Essentially, the signaling molecules home in on the tumor and activate the coagulation cascade, which results in recruitment of the clot-targeting receiving nanoparticles to the tumor site to deliver their cargo. Reporting in Nature Materials, the researchers claim their work provides the groundwork for a systems nanotechnology approach to targeting that could lead to more sensitive location, diagnosis, and treatment of tissue- or cell-specific diseases. Their paper is titled “Nanoparticles that communicate in vivo to amplify tumour targeting.”

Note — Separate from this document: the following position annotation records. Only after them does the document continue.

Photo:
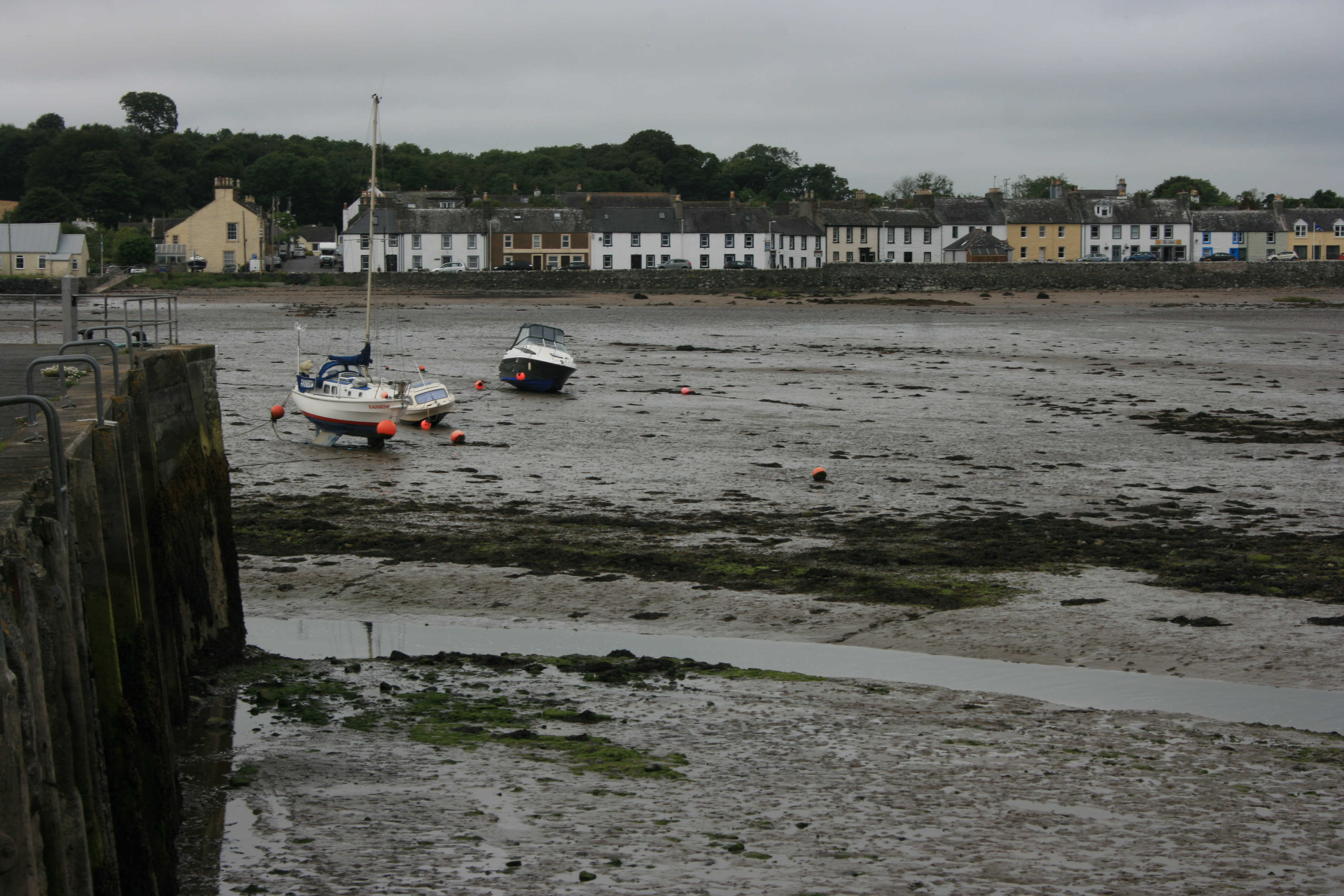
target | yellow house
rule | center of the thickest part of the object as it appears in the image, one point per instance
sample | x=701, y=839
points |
x=42, y=250
x=226, y=233
x=1044, y=230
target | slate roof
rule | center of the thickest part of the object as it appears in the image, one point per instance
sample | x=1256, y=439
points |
x=30, y=238
x=1237, y=220
x=967, y=210
x=537, y=221
x=978, y=242
x=635, y=221
x=1041, y=212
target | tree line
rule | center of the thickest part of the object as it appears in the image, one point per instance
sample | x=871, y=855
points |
x=148, y=168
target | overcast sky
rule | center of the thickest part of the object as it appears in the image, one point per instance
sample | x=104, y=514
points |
x=1247, y=94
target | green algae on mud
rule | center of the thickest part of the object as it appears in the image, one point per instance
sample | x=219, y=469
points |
x=943, y=565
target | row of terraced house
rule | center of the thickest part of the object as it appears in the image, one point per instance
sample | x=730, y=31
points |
x=422, y=230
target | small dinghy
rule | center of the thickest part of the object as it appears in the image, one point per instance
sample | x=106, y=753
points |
x=538, y=361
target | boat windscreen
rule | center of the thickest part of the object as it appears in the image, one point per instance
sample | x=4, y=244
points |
x=540, y=334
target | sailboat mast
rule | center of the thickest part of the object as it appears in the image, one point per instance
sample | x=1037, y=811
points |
x=373, y=209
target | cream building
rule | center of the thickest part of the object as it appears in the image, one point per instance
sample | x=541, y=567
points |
x=42, y=250
x=226, y=233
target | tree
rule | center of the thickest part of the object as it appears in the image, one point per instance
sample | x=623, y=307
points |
x=132, y=246
x=1209, y=194
x=1027, y=187
x=44, y=206
x=152, y=113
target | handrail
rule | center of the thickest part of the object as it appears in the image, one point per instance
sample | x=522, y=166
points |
x=131, y=343
x=56, y=448
x=61, y=361
x=116, y=365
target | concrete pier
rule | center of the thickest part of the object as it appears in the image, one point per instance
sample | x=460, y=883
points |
x=107, y=623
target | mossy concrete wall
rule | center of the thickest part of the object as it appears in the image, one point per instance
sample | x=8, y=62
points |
x=105, y=624
x=870, y=279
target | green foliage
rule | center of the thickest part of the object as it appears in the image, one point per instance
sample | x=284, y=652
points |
x=45, y=205
x=132, y=246
x=1209, y=194
x=151, y=112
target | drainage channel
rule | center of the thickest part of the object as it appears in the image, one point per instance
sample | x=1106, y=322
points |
x=1066, y=685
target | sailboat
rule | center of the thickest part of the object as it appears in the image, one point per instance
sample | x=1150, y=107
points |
x=343, y=398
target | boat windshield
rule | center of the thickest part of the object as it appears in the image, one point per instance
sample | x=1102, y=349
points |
x=432, y=395
x=540, y=334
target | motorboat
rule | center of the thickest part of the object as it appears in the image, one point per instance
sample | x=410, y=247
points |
x=427, y=401
x=538, y=362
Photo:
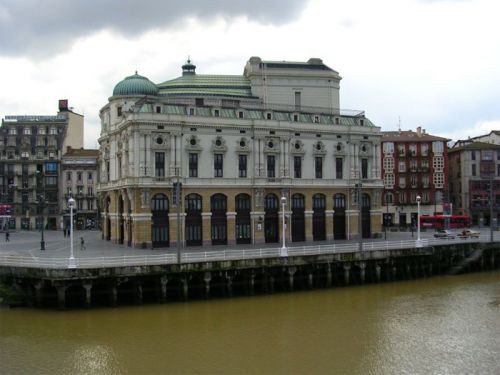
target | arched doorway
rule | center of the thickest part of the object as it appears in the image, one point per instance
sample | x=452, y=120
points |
x=193, y=220
x=121, y=221
x=319, y=221
x=298, y=218
x=218, y=206
x=365, y=216
x=339, y=217
x=243, y=226
x=108, y=219
x=159, y=229
x=271, y=219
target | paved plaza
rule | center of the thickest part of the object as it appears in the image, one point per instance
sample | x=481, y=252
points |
x=27, y=243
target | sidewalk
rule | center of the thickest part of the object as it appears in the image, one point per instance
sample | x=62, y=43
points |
x=27, y=243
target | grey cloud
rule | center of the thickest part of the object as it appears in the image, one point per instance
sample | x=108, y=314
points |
x=42, y=27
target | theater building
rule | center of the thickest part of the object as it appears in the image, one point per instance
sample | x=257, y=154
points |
x=237, y=144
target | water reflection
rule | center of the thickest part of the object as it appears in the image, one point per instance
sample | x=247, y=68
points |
x=439, y=325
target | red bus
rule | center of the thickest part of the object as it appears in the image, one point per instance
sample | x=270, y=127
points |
x=438, y=221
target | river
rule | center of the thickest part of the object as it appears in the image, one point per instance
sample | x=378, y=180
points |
x=441, y=325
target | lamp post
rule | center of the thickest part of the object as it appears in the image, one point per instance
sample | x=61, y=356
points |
x=419, y=241
x=284, y=250
x=41, y=206
x=71, y=204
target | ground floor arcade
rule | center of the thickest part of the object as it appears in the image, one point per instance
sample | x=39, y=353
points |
x=148, y=218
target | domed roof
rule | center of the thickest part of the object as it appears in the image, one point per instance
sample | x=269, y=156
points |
x=135, y=85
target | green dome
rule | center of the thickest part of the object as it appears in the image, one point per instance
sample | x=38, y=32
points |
x=135, y=85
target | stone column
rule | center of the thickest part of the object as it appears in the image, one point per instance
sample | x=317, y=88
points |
x=88, y=293
x=207, y=277
x=310, y=279
x=252, y=282
x=258, y=227
x=138, y=296
x=377, y=272
x=229, y=284
x=347, y=269
x=328, y=275
x=185, y=288
x=163, y=285
x=61, y=295
x=113, y=295
x=291, y=273
x=38, y=293
x=308, y=224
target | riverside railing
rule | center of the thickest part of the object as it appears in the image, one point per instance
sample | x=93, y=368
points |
x=15, y=260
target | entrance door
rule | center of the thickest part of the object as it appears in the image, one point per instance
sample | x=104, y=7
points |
x=319, y=222
x=218, y=204
x=339, y=218
x=193, y=220
x=298, y=218
x=159, y=229
x=243, y=227
x=365, y=216
x=271, y=219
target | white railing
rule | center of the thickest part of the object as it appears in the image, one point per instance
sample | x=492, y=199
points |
x=222, y=255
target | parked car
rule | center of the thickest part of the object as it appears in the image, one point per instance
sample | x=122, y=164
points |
x=444, y=233
x=466, y=233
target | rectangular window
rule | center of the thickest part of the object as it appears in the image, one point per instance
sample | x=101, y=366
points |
x=218, y=165
x=242, y=165
x=364, y=168
x=271, y=166
x=193, y=165
x=318, y=166
x=339, y=168
x=297, y=166
x=160, y=164
x=297, y=99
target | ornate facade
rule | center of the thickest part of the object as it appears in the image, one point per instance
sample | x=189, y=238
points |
x=237, y=145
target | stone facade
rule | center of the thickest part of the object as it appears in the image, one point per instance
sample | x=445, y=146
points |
x=30, y=166
x=237, y=149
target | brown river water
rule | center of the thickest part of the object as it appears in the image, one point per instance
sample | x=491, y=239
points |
x=441, y=325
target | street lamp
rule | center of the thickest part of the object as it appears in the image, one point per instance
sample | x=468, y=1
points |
x=284, y=250
x=41, y=206
x=71, y=204
x=419, y=242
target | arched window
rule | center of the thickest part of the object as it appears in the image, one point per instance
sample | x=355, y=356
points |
x=271, y=202
x=339, y=201
x=193, y=202
x=159, y=203
x=298, y=201
x=319, y=202
x=218, y=202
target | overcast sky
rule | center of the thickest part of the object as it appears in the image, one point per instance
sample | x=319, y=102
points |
x=430, y=63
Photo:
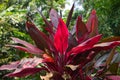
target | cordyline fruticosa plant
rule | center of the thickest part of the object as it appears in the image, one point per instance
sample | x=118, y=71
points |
x=64, y=54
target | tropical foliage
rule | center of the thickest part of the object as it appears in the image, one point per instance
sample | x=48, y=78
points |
x=75, y=54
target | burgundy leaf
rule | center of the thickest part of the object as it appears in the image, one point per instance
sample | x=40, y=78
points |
x=88, y=44
x=54, y=17
x=113, y=77
x=61, y=37
x=10, y=66
x=25, y=72
x=26, y=49
x=81, y=29
x=106, y=45
x=92, y=24
x=41, y=40
x=70, y=16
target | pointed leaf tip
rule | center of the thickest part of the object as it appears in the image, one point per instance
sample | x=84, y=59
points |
x=93, y=12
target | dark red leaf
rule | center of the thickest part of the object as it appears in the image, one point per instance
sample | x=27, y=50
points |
x=61, y=37
x=25, y=72
x=106, y=45
x=70, y=16
x=32, y=51
x=10, y=66
x=88, y=44
x=113, y=77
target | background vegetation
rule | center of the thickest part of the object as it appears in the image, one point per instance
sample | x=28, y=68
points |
x=13, y=14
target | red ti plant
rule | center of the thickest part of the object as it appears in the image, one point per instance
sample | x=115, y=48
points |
x=65, y=54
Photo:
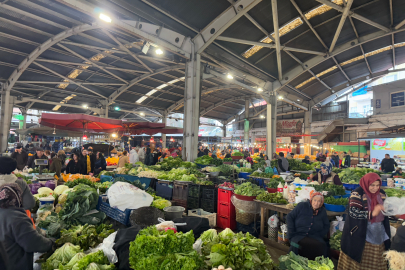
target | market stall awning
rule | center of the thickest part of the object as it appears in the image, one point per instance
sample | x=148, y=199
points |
x=80, y=122
x=48, y=131
x=138, y=125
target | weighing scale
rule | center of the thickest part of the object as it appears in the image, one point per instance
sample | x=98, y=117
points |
x=42, y=163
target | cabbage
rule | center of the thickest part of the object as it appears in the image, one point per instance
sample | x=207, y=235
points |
x=62, y=255
x=60, y=189
x=161, y=203
x=45, y=191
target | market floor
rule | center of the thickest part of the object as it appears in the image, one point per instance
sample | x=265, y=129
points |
x=275, y=253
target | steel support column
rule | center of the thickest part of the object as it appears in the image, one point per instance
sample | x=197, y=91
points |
x=246, y=124
x=5, y=121
x=192, y=95
x=307, y=131
x=164, y=119
x=271, y=121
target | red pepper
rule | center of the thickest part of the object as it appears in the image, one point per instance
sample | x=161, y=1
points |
x=172, y=229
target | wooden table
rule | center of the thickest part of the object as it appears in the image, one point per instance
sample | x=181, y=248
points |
x=281, y=209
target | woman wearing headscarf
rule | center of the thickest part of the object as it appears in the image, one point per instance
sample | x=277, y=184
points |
x=307, y=226
x=18, y=236
x=306, y=160
x=325, y=175
x=7, y=166
x=366, y=234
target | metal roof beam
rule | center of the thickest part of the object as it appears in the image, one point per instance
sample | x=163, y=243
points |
x=354, y=15
x=222, y=22
x=267, y=45
x=277, y=38
x=346, y=11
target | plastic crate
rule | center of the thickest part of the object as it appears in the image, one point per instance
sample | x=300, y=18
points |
x=106, y=178
x=226, y=222
x=182, y=203
x=193, y=203
x=180, y=191
x=209, y=205
x=116, y=214
x=251, y=228
x=194, y=191
x=164, y=190
x=212, y=217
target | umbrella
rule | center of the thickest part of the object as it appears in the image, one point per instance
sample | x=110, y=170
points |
x=103, y=148
x=80, y=122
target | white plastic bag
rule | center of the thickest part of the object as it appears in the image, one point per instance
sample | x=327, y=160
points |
x=394, y=206
x=126, y=196
x=338, y=224
x=273, y=221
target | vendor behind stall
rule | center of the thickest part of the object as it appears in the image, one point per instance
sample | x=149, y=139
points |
x=325, y=175
x=17, y=234
x=366, y=234
x=307, y=226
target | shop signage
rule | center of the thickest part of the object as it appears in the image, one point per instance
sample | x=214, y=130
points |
x=293, y=126
x=378, y=103
x=283, y=140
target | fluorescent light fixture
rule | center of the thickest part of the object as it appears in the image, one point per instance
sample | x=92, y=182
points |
x=104, y=17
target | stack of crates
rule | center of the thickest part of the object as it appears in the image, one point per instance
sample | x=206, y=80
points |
x=193, y=196
x=226, y=215
x=180, y=192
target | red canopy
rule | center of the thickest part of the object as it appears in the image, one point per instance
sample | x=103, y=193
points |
x=80, y=122
x=138, y=125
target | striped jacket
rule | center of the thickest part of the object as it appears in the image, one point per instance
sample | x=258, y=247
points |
x=355, y=229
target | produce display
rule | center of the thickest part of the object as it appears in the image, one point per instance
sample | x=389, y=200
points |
x=159, y=250
x=340, y=201
x=271, y=198
x=244, y=169
x=237, y=251
x=332, y=190
x=248, y=189
x=237, y=154
x=227, y=185
x=204, y=160
x=335, y=240
x=296, y=262
x=353, y=175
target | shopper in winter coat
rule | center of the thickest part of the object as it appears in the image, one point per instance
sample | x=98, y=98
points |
x=148, y=157
x=388, y=164
x=346, y=161
x=282, y=162
x=307, y=227
x=56, y=165
x=75, y=165
x=133, y=156
x=325, y=175
x=17, y=233
x=7, y=166
x=100, y=164
x=366, y=234
x=124, y=159
x=38, y=155
x=20, y=156
x=141, y=154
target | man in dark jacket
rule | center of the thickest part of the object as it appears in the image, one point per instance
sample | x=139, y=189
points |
x=38, y=155
x=388, y=164
x=20, y=156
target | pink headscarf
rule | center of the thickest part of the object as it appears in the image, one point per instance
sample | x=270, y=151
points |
x=372, y=198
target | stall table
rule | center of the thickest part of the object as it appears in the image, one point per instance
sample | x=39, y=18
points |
x=282, y=209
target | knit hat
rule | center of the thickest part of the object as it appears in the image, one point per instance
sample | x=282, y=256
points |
x=7, y=165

Current approaches for targeting nanomaterials in vivo have focused on tuning the properties of individual nanoparticles (NPs) including their geometry, surface chemistry, ligand type, and ligand density, Dr. Bhatia and team notes. In contrast, the two-stage approach led by the MITresearchers and their collaborators uses two types of nanoparticles that work in concert.
They hypothesized that two signaling modules could selectively activate the coagulation cascade in tumors: NPs (gold nanorods, NRs) that target tumors and convert external electromagnetic energy into heat to locally disrupt tumor vessels, and engineered human proteins—more specifically tumor-targeted tissue factor, tTF—which autonomously survey host vessels for angiogenic tumor receptors and, in their presence, activate the extrinsic coagulation pathway. The receiving modules were constructed using a prototype imaging agent (magnetofluorescent iron oxide nanoworms, NWs) and a prototypical therapeutic agent comprising doxorubicin-loaded liposomes (LPs).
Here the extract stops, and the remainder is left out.